With the illegal siege of Qatar now having completed a full year, efforts are still ongoing to bring all nations involved around the negotiation table.

Diplomatic efforts have been ongoing to convene a meeting in September, to bring together parties of the Gulf crisis.

Qatar’s Ministry of Foreign Affairs’ official spokesperson HE Lulwah Al Khater said that the feasibility of the meeting would depend on the siege countries, reported Gulf Times.

She acknowledged the existence of efforts for a GCC meeting on the sidelines of a Qatar University seminar titled ‘A Year of Blockade: Current Situation and Future Aspirations,’ but threw the ball in the court of siege countries for its success or failure.

“With regard to the recent moves of the sisterly State of Kuwait, there’s a movement in the direction of holding a meeting that brings together officials in the Gulf in September, but whether it’ll take place or not depends on the siege countries, whose behaviour in the past were unfortunately unpredictable,” she was quoted as saying by The Peninsula.

Al Khater said Qatar was in the process of filing a complaint at the UN Committee on the Elimination of Racial Discrimination (CERD) in Geneva on the social damage caused to the families due to the siege.

“Qatar has overcome the economic repercussions of the siege, but it’s moving for the redressal fo the social implications of the siege, to UN Committee on the Elimination of Racial Discrimination in Geneva.

“We won’t ignore the rights of Qatari citizens. There’re ways to claim these rights,” she was quoted as saying by Qatar Tribune.

Al Khater reiterated Qatar had fully overcome the siege’s economic consequences through diversification of sources of supply. She said it would continue even after the crisis’s resolution as they are more sustainable.

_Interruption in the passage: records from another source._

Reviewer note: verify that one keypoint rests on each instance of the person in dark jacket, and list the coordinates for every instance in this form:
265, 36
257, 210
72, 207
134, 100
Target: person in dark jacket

On the political implications of the Gulf crisis, she expressed Qatar’s concern about the dangerous repercussions of the crisis on regional security, noting that the GCC system had been seen as the most stable amidst the crucial situation in the Arab world.

She explained there are countries that will fail and there are wars and problems in more than one place.

“The GCC system was the hope of restoring stability, but it’s experiencing a state of instability, which exacerbates the regional situation further. We believe that regional security is deteriorating, but we’ve great hope to stop this deterioration,” she said.